Çin’de üretilen ucuz ve marka motosikletler Türkiye pazarına girmeye başladı bile. Buradan gelen aynı model bineklerle içeride üretilen veya Avrupa’dan ithal edilenler arasında 4 ile 5 bin yeni liralık fark bulunuyor. Bazı firma sahiplerine göre bu durum, otomotivde yaşanacakların habercisi. Ekonomi uzmanları, Çin’in sektörde aynı hızla büyümesi ve iç pazardaki sıkıntıların çözülememesi halinde Türkiye’nin beş yıla kalmadan teslim olacağı uyarısını yapıyor. Uzmanlar bu durumu, “Avrupa dayanabilir; ama biz çabucak kırılırız.” sözleriyle özetliyor.

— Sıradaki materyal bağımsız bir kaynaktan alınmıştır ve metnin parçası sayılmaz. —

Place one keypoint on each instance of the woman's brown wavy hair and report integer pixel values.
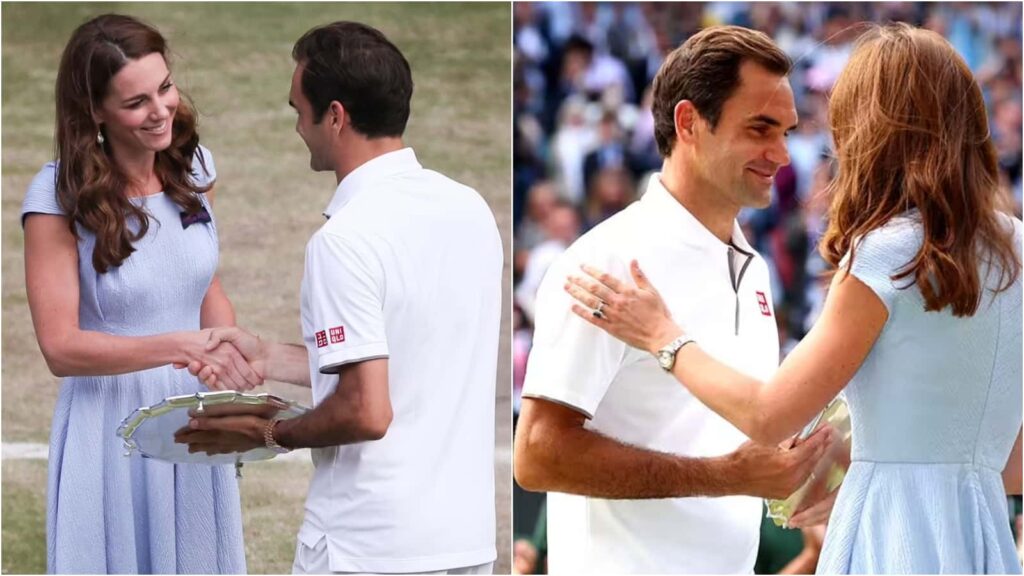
(91, 188)
(910, 130)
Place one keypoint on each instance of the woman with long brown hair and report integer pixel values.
(922, 326)
(121, 254)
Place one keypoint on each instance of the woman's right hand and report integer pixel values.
(219, 364)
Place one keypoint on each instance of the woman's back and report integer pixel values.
(935, 409)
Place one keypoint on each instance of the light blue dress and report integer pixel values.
(935, 410)
(111, 513)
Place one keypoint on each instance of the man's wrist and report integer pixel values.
(270, 439)
(666, 336)
(722, 476)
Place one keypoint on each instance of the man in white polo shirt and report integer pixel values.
(400, 315)
(642, 478)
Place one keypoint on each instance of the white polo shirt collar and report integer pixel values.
(690, 230)
(384, 165)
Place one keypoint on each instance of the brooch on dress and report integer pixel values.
(189, 219)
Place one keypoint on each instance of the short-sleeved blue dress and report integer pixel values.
(935, 410)
(111, 513)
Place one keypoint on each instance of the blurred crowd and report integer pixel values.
(584, 138)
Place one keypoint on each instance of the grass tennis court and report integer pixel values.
(233, 59)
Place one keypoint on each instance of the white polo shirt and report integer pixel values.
(629, 398)
(409, 268)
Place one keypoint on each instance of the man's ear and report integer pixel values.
(686, 118)
(337, 116)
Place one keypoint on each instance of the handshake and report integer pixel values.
(224, 359)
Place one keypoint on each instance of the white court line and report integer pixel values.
(34, 451)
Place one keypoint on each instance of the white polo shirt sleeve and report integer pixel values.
(346, 286)
(571, 363)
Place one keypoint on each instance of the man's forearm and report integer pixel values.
(288, 363)
(588, 463)
(357, 410)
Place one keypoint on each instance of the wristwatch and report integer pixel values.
(268, 440)
(667, 356)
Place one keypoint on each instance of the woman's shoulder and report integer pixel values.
(41, 197)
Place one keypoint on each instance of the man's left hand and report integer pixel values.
(222, 435)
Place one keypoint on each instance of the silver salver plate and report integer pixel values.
(150, 430)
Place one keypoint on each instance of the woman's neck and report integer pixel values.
(140, 169)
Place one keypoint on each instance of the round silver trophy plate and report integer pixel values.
(150, 430)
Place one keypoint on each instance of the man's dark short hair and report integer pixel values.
(706, 71)
(358, 67)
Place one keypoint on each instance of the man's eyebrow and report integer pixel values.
(143, 96)
(765, 119)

Kısa zamanda dünya ekonomisinin önde gelen ülkeleri arasına ismini yazdıran Çin, otomotivde de adından söz ettirmeye başladı. Dünya Ticaret Örgütü’nün rakamlarına göre son üç yıldır otomotivde en hızlı büyümeyi Çin gerçekleştiriyor. Uzmanlar, tekstilde olduğu gibi otomotivde de düşük işçi ve ürün maliyetinin Çin’in otomobil ihracatında patlamaya yol açacağını belirtiyor. Bunun yanı sıra ülkenin teknoloji alanında yaptığı atılım ve dünyanın önde gelen otomobil üreticilerinin de üretim sahalarını Çin’e kaydırması diğer önemli gelişmeler. Dikkat çekilen bir diğer nokta ise Çin pazarında dağınık halde bulunan otomotiv üreticileri arasında yaşanacak evlilikler. Birleşmeler sayesinde teknoloji ve pazarlama gücü artacak.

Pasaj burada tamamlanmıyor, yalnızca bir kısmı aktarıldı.